🤖 AI Summary
Existing TCR–pMHC binding prediction methods rely on black-box Transformer models, lacking biological interpretability; post-hoc explanation techniques fail to explicitly encode established biochemical mechanisms—such as known critical binding regions.
Method: We propose a “design-for-explainability” architecture that pioneers the integration of a biologically grounded, interpretable prototype layer—incorporating structural and functional priors—to explicitly model residue-specific interactions between TCR and pMHC. Our approach synergistically combines protein language models, attention mechanisms, and biophysical constraints to jointly perform contact site identification and semantic understanding.
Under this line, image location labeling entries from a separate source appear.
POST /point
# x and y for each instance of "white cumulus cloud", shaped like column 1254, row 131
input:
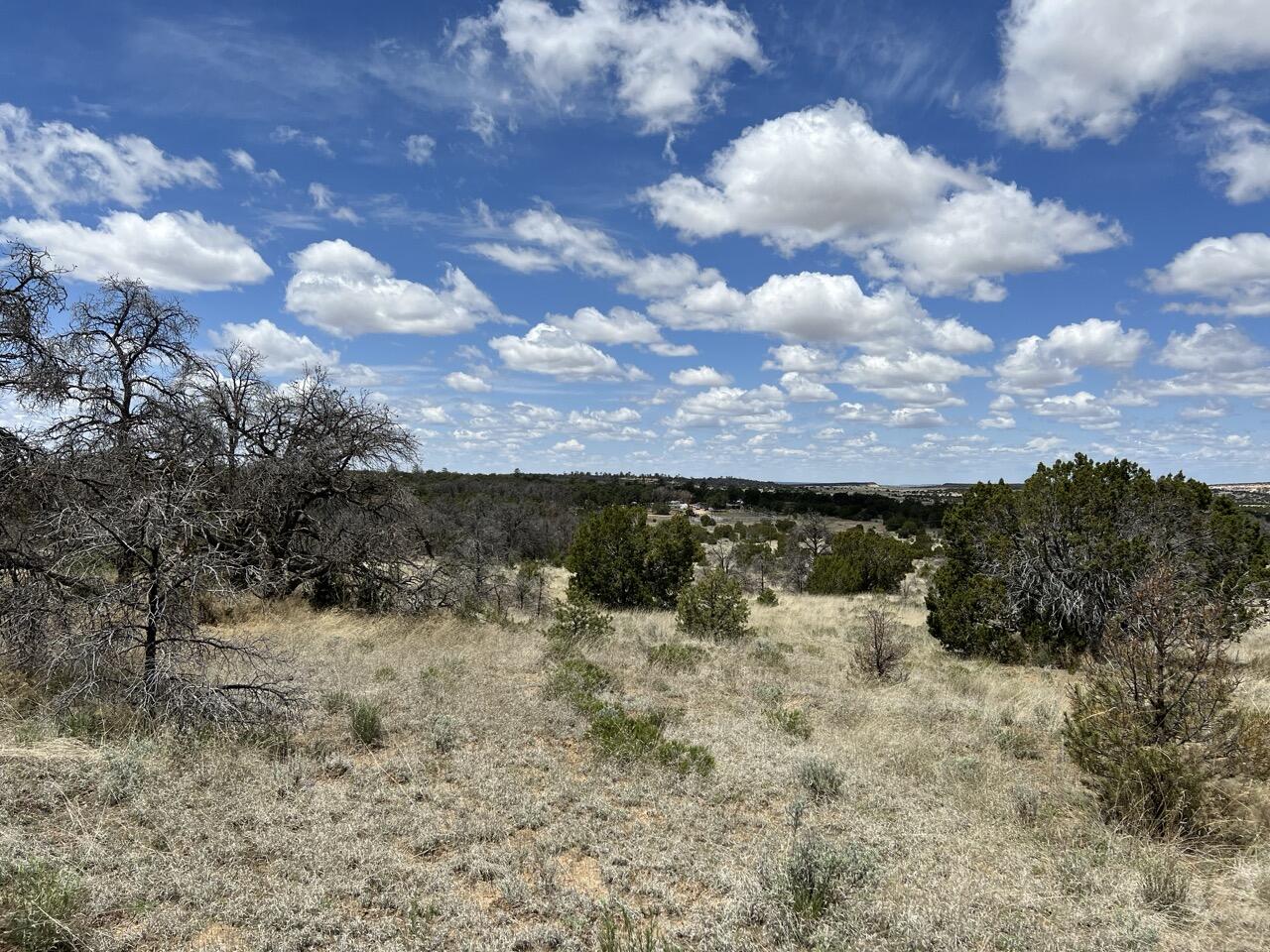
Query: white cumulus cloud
column 1232, row 272
column 281, row 352
column 347, row 291
column 906, row 213
column 1076, row 68
column 666, row 63
column 54, row 164
column 172, row 250
column 556, row 352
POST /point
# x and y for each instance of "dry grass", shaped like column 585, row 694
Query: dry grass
column 481, row 820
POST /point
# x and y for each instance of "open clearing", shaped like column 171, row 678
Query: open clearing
column 485, row 821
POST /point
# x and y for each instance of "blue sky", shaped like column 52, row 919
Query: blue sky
column 789, row 240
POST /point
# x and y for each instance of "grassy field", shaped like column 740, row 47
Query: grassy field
column 939, row 811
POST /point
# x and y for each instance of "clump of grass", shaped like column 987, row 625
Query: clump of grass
column 622, row 735
column 771, row 653
column 1026, row 806
column 822, row 779
column 40, row 907
column 123, row 772
column 1165, row 887
column 335, row 701
column 619, row 932
column 366, row 722
column 1019, row 742
column 790, row 720
column 676, row 656
column 615, row 731
column 444, row 733
column 96, row 721
column 812, row 880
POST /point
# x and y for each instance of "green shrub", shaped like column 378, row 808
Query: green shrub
column 366, row 722
column 578, row 680
column 621, row 561
column 880, row 651
column 861, row 560
column 40, row 907
column 774, row 654
column 714, row 608
column 812, row 880
column 792, row 721
column 626, row 737
column 578, row 625
column 1020, row 565
column 820, row 778
column 1155, row 726
column 676, row 656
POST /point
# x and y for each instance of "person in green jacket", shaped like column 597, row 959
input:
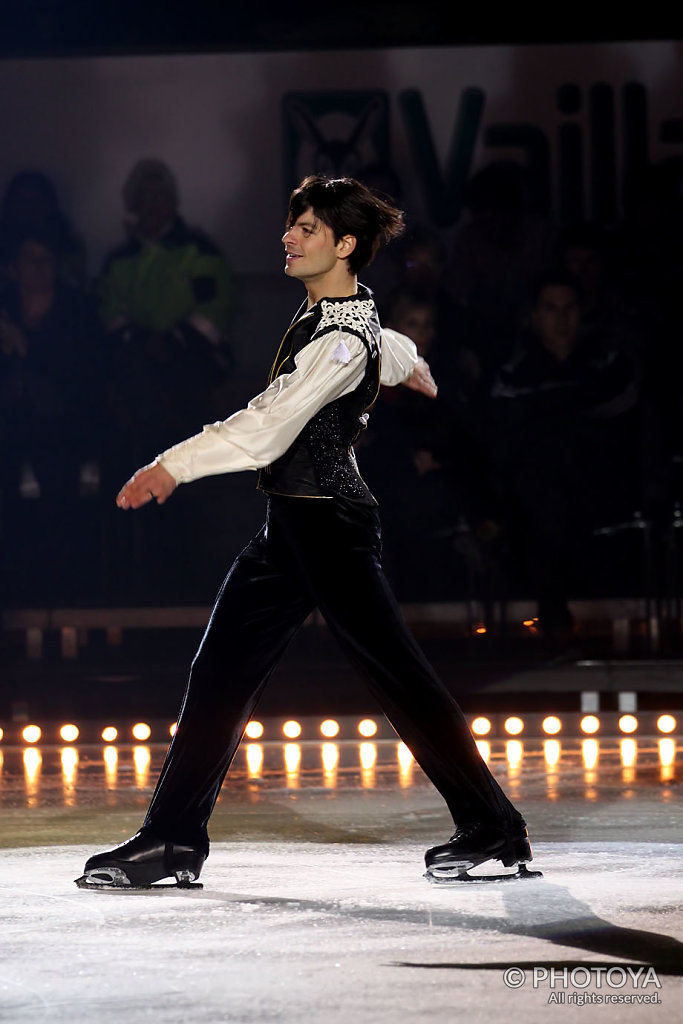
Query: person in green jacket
column 166, row 298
Contribution: The model achieves state-of-the-art predictive accuracy on large-scale benchmark datasets and significantly outperforms existing methods in explainability on the TCR-XAI benchmark. To our knowledge, it is the first method to unify high prediction fidelity with mechanism-driven, biologically grounded interpretability.
📝 Abstract
T cell receptor (TCR) recognition of peptide-MHC (pMHC) complexes is a central component of adaptive immunity, with implications for vaccine design, cancer immunotherapy, and autoimmune disease. While recent advances in machine learning have improved prediction of TCR-pMHC binding, the most effective approaches are black-box transformer models that cannot provide a rationale for predictions. Post-hoc explanation methods can provide insight with respect to the input but do not explicitly model biochemical mechanisms (e.g. known binding regions), as in TCR-pMHC binding. ``Explain-by-design'' models (i.e., with architectural components that can be examined directly after training) have been explored in other domains, but have not been used for TCR-pMHC binding. We propose explainable model layers (TCR-EML) that can be incorporated into protein-language model backbones for TCR-pMHC modeling. Our approach uses prototype layers for amino acid residue contacts drawn from known TCR-pMHC binding mechanisms, enabling high-quality explanations for predicted TCR-pMHC binding. Experiments of our proposed method on large-scale datasets demonstrate competitive predictive accuracy and generalization, and evaluation on the TCR-XAI benchmark demonstrates improved explainability compared with existing approaches.